I took a step back. Then another two. “Did you go to the hospital to finish off Pete? Did you
kill
him?”

How had my life come to the point where, in less than forty-eight hours, counting my run-in with Jude, I’d have to ask two different people I knew if they’d killed someone?

I mean,
seriously
?

“No. I’d heard rumors around town that they’d found bite marks on Pete’s body, which made me suspect that his coma was actually an incubation period for an Akh infestation. I went to confirm my suspicions, but his oxygen levels crashed almost as soon as I entered the room and his oxygen monitor went crazy. I got out of there as fast as I could. That’s when I ran into you in the stairwell.”

“And if the monitors hadn’t gone crazy? What would you have done?”

“If I had been sure he’d been infected—which apparently he has been—I would have put a stake through his heart.”

“You’d have killed him?”

“Only so you wouldn’t have to.”

My mouth popped open, but Talbot went on before I could I respond.

“Pete isn’t Pete anymore. Think of it this way: he’s just a demon walking around wearing a Pete suit. He might look like Pete, he might sound like Pete, he’ll even have Pete’s memories, but it’s very important that you don’t forget that he
isn’t
Pete. Especially when he comes for you.”

“Comes for me?”

“The Akh inside of him will not only retain his memories, he’ll also take on parts of Pete’s personality. The bad parts. Only amplified.

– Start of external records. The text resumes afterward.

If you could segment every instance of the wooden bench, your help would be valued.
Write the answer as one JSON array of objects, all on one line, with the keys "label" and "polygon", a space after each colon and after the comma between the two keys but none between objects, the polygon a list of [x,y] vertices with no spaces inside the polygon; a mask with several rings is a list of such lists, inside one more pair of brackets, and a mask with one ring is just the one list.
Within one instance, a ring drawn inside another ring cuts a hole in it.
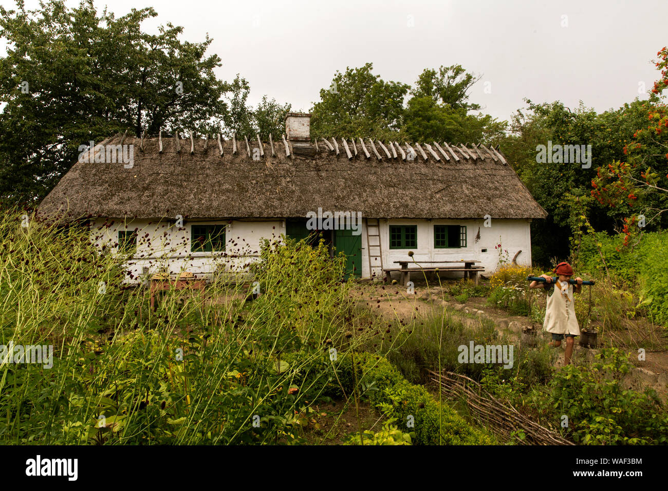
[{"label": "wooden bench", "polygon": [[154,311],[157,309],[156,305],[156,294],[159,291],[170,290],[199,290],[204,291],[206,281],[203,279],[196,279],[195,278],[177,278],[176,279],[151,279],[150,286],[150,304],[151,309]]},{"label": "wooden bench", "polygon": [[468,278],[473,275],[474,279],[476,281],[476,284],[478,285],[478,273],[484,271],[485,269],[482,266],[476,266],[474,263],[480,263],[479,261],[422,261],[415,262],[418,265],[434,265],[434,264],[452,264],[453,263],[463,263],[464,266],[462,267],[461,266],[423,266],[422,267],[417,268],[409,268],[408,263],[409,261],[397,261],[395,263],[398,263],[401,265],[400,268],[383,268],[383,271],[385,272],[385,278],[389,279],[389,273],[392,271],[399,271],[401,273],[400,283],[403,286],[405,286],[409,281],[410,281],[411,273],[413,271],[417,271],[419,273],[422,272],[432,272],[432,271],[464,271],[464,277],[466,279],[467,277]]}]

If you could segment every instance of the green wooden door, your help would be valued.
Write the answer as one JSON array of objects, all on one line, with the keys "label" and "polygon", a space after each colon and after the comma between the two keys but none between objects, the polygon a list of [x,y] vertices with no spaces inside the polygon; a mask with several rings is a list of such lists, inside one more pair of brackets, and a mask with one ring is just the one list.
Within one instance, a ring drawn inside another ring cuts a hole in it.
[{"label": "green wooden door", "polygon": [[350,230],[335,230],[334,247],[336,253],[345,254],[345,275],[362,275],[362,236],[353,235]]}]

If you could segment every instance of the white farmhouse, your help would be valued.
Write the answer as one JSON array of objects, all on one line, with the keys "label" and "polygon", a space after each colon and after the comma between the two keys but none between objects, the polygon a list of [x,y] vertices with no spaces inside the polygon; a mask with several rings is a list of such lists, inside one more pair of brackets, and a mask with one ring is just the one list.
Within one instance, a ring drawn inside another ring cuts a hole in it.
[{"label": "white farmhouse", "polygon": [[[263,239],[301,238],[319,225],[362,278],[413,260],[478,261],[490,273],[498,244],[530,265],[530,224],[547,214],[498,148],[312,139],[309,121],[291,113],[285,136],[268,141],[118,135],[84,152],[90,158],[79,158],[38,214],[84,220],[100,249],[132,253],[132,282],[162,268],[206,278],[243,271]],[[112,146],[131,151],[110,159]],[[332,230],[334,215],[361,220],[338,220],[345,223]]]}]

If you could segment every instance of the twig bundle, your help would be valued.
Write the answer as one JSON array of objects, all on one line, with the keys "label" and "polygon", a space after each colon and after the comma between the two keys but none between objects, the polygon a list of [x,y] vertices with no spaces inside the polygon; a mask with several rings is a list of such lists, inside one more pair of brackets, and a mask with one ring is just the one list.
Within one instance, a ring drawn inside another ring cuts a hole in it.
[{"label": "twig bundle", "polygon": [[[468,377],[444,371],[441,375],[430,370],[432,379],[438,383],[448,397],[465,401],[478,424],[484,424],[502,438],[514,438],[526,445],[573,445],[554,432],[532,421],[510,404],[505,403],[486,391]],[[526,437],[520,438],[514,432],[522,430]]]}]

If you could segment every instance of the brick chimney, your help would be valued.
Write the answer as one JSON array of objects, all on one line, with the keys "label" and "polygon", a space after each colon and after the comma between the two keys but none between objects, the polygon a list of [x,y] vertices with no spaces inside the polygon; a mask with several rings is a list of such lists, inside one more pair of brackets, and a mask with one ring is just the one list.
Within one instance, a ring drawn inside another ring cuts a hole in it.
[{"label": "brick chimney", "polygon": [[311,114],[305,112],[286,114],[285,136],[291,142],[310,142]]}]

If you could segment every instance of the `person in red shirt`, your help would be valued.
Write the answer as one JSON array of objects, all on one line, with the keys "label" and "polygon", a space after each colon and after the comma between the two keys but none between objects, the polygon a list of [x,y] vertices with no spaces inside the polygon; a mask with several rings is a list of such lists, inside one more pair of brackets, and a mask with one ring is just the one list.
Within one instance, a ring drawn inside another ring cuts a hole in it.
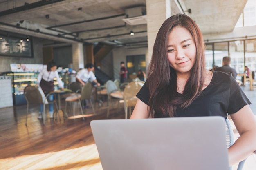
[{"label": "person in red shirt", "polygon": [[121,62],[121,68],[120,68],[120,71],[119,72],[120,74],[120,82],[121,83],[124,83],[124,80],[126,79],[126,74],[127,73],[127,69],[124,66],[124,62]]}]

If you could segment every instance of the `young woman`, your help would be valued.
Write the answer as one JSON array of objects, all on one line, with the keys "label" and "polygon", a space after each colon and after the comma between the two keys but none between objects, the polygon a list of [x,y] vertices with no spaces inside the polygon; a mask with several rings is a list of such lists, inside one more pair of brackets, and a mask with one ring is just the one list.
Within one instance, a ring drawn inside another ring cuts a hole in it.
[{"label": "young woman", "polygon": [[204,44],[194,21],[167,19],[156,38],[148,78],[131,119],[230,115],[240,137],[229,148],[234,165],[256,150],[251,102],[231,74],[207,70]]},{"label": "young woman", "polygon": [[[53,84],[53,79],[56,77],[57,81],[58,83],[58,86],[60,88],[63,89],[63,84],[60,79],[58,73],[56,70],[57,69],[57,64],[53,61],[49,62],[47,65],[47,68],[44,68],[39,73],[37,77],[37,83],[36,86],[40,86],[42,90],[44,92],[45,95],[49,92],[54,91],[54,84]],[[49,101],[53,101],[54,99],[53,95],[49,95],[47,99]],[[50,118],[52,118],[53,115],[53,104],[49,104],[49,113]],[[43,109],[43,105],[40,105],[40,110],[39,110],[38,119],[42,119],[42,112]]]}]

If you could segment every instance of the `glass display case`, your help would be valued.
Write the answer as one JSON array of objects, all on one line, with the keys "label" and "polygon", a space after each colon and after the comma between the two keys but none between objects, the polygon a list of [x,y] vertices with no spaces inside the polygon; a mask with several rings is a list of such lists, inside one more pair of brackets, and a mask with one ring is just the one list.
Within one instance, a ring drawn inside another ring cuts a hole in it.
[{"label": "glass display case", "polygon": [[[23,95],[24,88],[30,85],[35,86],[37,82],[37,77],[39,72],[4,72],[2,75],[8,75],[11,77],[11,86],[13,93],[13,105],[19,105],[26,104],[27,101]],[[64,72],[59,72],[60,78],[63,83],[64,88],[68,84],[67,74]],[[56,79],[54,79],[54,90],[58,88],[58,84]]]}]

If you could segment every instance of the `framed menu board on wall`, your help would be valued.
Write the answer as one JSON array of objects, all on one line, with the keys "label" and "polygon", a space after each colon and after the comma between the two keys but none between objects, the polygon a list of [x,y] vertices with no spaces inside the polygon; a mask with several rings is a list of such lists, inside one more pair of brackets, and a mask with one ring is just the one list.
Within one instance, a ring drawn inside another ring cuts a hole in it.
[{"label": "framed menu board on wall", "polygon": [[0,55],[33,57],[32,39],[0,35]]}]

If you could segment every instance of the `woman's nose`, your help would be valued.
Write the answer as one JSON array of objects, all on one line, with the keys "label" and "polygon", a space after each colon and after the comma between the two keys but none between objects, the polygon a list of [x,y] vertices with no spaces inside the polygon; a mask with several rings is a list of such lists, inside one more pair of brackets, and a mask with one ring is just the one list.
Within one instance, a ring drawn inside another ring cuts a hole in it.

Pete had it out for you before he was infected and died—which means you’re probably one of the first people he’s going to come looking for after he’s gotten over the feeding-frenzy stage, and his memories start to come back.” Talbot let out a few more swear words. “There’s already been one killing—that nurse at the hospital. I should have suspected Pete as soon as I heard about it. I was so busy wallowing, I didn’t even think—”

“You’re saying
Pete
was the one who killed that nurse?” I felt a pang of guilt for even suspecting Jude.

“Yes. I think so. Akhs are born hungry. They need to feed off of both blood and psychic energy in insane amounts to survive the first few days. Which means he’ll be killing indiscriminately at first. But after that, it’s only a matter of time before he starts seeking out people from his former life.…”

“What?” I thought about Charity encountering Pete at that gas station, grateful she’d only seen him through the car window as they’d pulled away. But then I thought about Pete’s mother, Ann. Would he go home and find her once his memories came back? And where was I on Pete’s potential list of victims?

Talbot grabbed my arm and started pulling me toward his truck, which was parked behind the parish. “We’re going to have to kill Pete Bradshaw …
again
,” he said, sounding excited by the idea.

“Wait.”

I put my hand on top of his. He stopped pulling me toward his truck and looked down at our two hands touching.

“Come on, Grace. You and me on the demon hunt again. Just like what we trained for. Just like it was meant to be.”